The Day

4.6K 307 19
                                    

Memutuskan untuk tidak mencintai lelaki manapun sebelum waktu yang Allah tentukan, membuat Shafa kebal pada segala upaya laki-laki yang mendekat tanpa nyali yang kuat untuk berkomitmen.

Hal tersebut membuatnya mengukuhkan diri dan hatinya hanya pada siapa yang akan menjadi suaminya, lelaki yang berani mengikatnya dengan ijab qabul. Sekalipun bukan cinta yang bisa Shafa jaminkan di perjumpaan pertama setelah halal. Tapi Shafa sudah menundukkan seluruh baktinya.

Ijab qabul, prosesi yang beberapa detik lalu dilaluinya. Semula, ia mengira akan tumbang dan tak mampu menjadi saksi dengar ijab qabul yang dilafalkan suara berat yang kini menjadi suaminya. Suara bergetar Hassan selaku walinya pun tak serta merta menarik fokusnya dan lupa pada segala rasa sedih, sepi dan tegang yang mengaduk seluruh hati dan pikirannya.

Saking antusiasnya mendengar dalam jarak terdekat, kakak ipar dan sahabat-sahabatnya memilih merapat ke ruang tengah, berbaur dengan tamu perempuan dan memasang telinga, melupakan Shafa di kamar tamu yang sudah disulap menjadi kamar pengantin bernuansa putih dan beraroma mawar kesukaannya. Meninggalkan Shafa sendirian yang sibuk merindukan sosok ibu untuk sekedar mengelus punggungnya.

Nyaris runtuh pertahanannya kalau semenit sebelum ijab qabul seorang sosok teduh dengan garis-garis ayu yang tidak dapat ditutupi dengan kerutan sekalipun tidak masuk ke dalam kamarnya, memeluknya. Rasa-rasanya, pelukan seperti itu adalah pelukan yang sama hangatnya dengan pelukan ibunya.

"Sudah... sudah. Jangan menangis lagi.

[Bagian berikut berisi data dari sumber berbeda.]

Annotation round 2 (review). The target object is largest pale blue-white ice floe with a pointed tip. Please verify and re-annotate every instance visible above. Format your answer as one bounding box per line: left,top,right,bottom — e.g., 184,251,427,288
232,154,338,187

Masa pengantin matanya bengkak."

Bukannya berhenti, air mata Shafa malah tak tahu diri dan terus mengalir. Ia sendiri masih bingung, perasaan seperti apa yang sebenarnya berkecamuk di pikirannya. Sementara sosok lembut di depannya sudah beberapa kali mengusap lelehan air matanya.

"Te-terima kasih sudah ada di sini, Bu." Terbata Shafa berujar, sekalipun air matanya sudah mampu ia bendung, tapi isaknya masih bersisa.

"Kamu boleh memanggilku mama Ami. Atau mama, seperti Adam memanggilku. Sekarang aku pun mamamu, jangan sungkan lagi. Oke?"

Kalau melati menggambarkan kelembutan, suci dan polos. Maka ketika melihat mertuanya, Shafa seperti melihat bunga matahari, cantik, cerah, segar dan menarik. Tersedot pesona mertuanya, Shafa mengangguk manut sebelum kemudian mereka berangkulan sebentar.

"Papa sudah meninggal setahun lalu. Kalau anak mama, bocah laki-laki tua itu menyakitimu. Laporkan pada mama. Biar mama yang eksekusi."

Shafa terkekeh mendengar perintah konyol mertuanya. Lupa dengan air mata yang tadinya berurai.

"Kamu harus sabar, anak mama itu mirip papanya, dingin, kayak beruang kutub masuk freezer."

Hampir saja Shafa tergelak dengan tawanya kalau saja ketukan di pintu tidak menginterupsinya.

Tok tok tok.
Lagi. Pintu diketuk pelan. "De, ini Abang."

Shafa sedikit terkesiap. "Masuk, Bang."

Pintu dibuka, Hassan menyembul dari luar, ada ekspresi kelegaan dan bekas air mata haru di wajahnya. Sebelah tangannya membawa sebuah map batik. Senyum santun Hassan lepaskan melihat mertua Shafa, mama Ami. Kemudian ekor matanya kembali ke Shafa. "Ini berkas yang harus kamu tandatangani."

Shafa mengangguk, kemudian beranjak menghampiri Hassan, menandatangani berkas sesuai arahan abangnya kemudian mengulurkannya kembali. Bukannya berbalik, Hassan justru meraih Shafa dalam dekapannya. "Berjanjilah untuk abang, kamu akan bahagia."

Shafa mengangguk dalam pelukan Hassan. "InsyaAllah, Bang."